The Snow Queen stood at the window, fists clenched to stop herself from burying Kai and his saviour in an avalanche. If she did, she’d never find out how the fiend had escaped.

Sweeping her robes behind her she turned to follow, but a shimmering pool near the wall caught her eye. Water? Here?

She narrowed her eyes, then waved a hand to check for witchcraft. She magicked a snowball and had it land in the water. It sat for a moment then melted normally. She held out a hand, directing a blast to freeze it, but the water didn’t even ripple. “You will obey,” she growled and blasted it again. She took in a breath through her nose, the force pinching in her nostrils.

Squatting down she leaned as closely as possible to peer at the water. It appeared and smelled perfectly normal.

Except that she couldn’t freeze it.

Tentatively she reached out a finger and touched it. Pain scored through her, tearing out a scream so loud a crack formed across the ceiling.

Her body was lifted in the air, back arched and limbs splayed. She began to spin, slowly at first, then faster and faster until the walls were a blur, and she couldn’t tell if she was still screaming or not. Without warning she plummeted to the ground and lay in a heap. She took a deep breath and gripped the floor to stop the world spinning.

A sparkling cloud had coalesced above her. She watched it twirling for a moment before it sped away out the window.

She lay there for several moments, dazed and confused. A strange sensation was creeping over her body. Her teeth began to chatter and her body trembled.
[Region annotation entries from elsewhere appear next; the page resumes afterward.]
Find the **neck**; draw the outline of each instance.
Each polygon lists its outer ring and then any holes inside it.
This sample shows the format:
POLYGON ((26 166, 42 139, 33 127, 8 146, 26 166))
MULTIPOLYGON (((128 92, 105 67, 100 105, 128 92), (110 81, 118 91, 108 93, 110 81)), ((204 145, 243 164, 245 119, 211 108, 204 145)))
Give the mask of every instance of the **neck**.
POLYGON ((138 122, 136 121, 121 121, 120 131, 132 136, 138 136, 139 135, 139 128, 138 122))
She was cold.

A scream echoed from far down the valley that broke a dam in her mind.

She cried out at in anguish as memories of centuries upon centuries of lives she’d stolen, like Kai’s, washed over her. So many people frozen, so many dreams stolen. She sat immobile as each one flashed through her mind.

Until she got to her first victim. Her daughter. Her baby girl who had been stolen by the Snow Queen before her.

The water. It was the same kind of puddle she’d left when her tears had melted her daughter’s little frozen heart, bringing her back to warmth.

Just like today, the Snow Queen before her had touched the unfrozen water, amazed she’d found a limit to her power, and been stripped of her power just as she’d been now.

She lifted her hand, flush with warm, vital blood pumping within it. She felt hollow, of power, of place, of love. The magic had sucked her dry.

She crawled to the window to look down in the valley where Kai and his saviour, who had loved Kai as she’d loved her daughter, more than life itself, were on their way back. Stumbling to her feet she turned to escape before the new Queen arrived.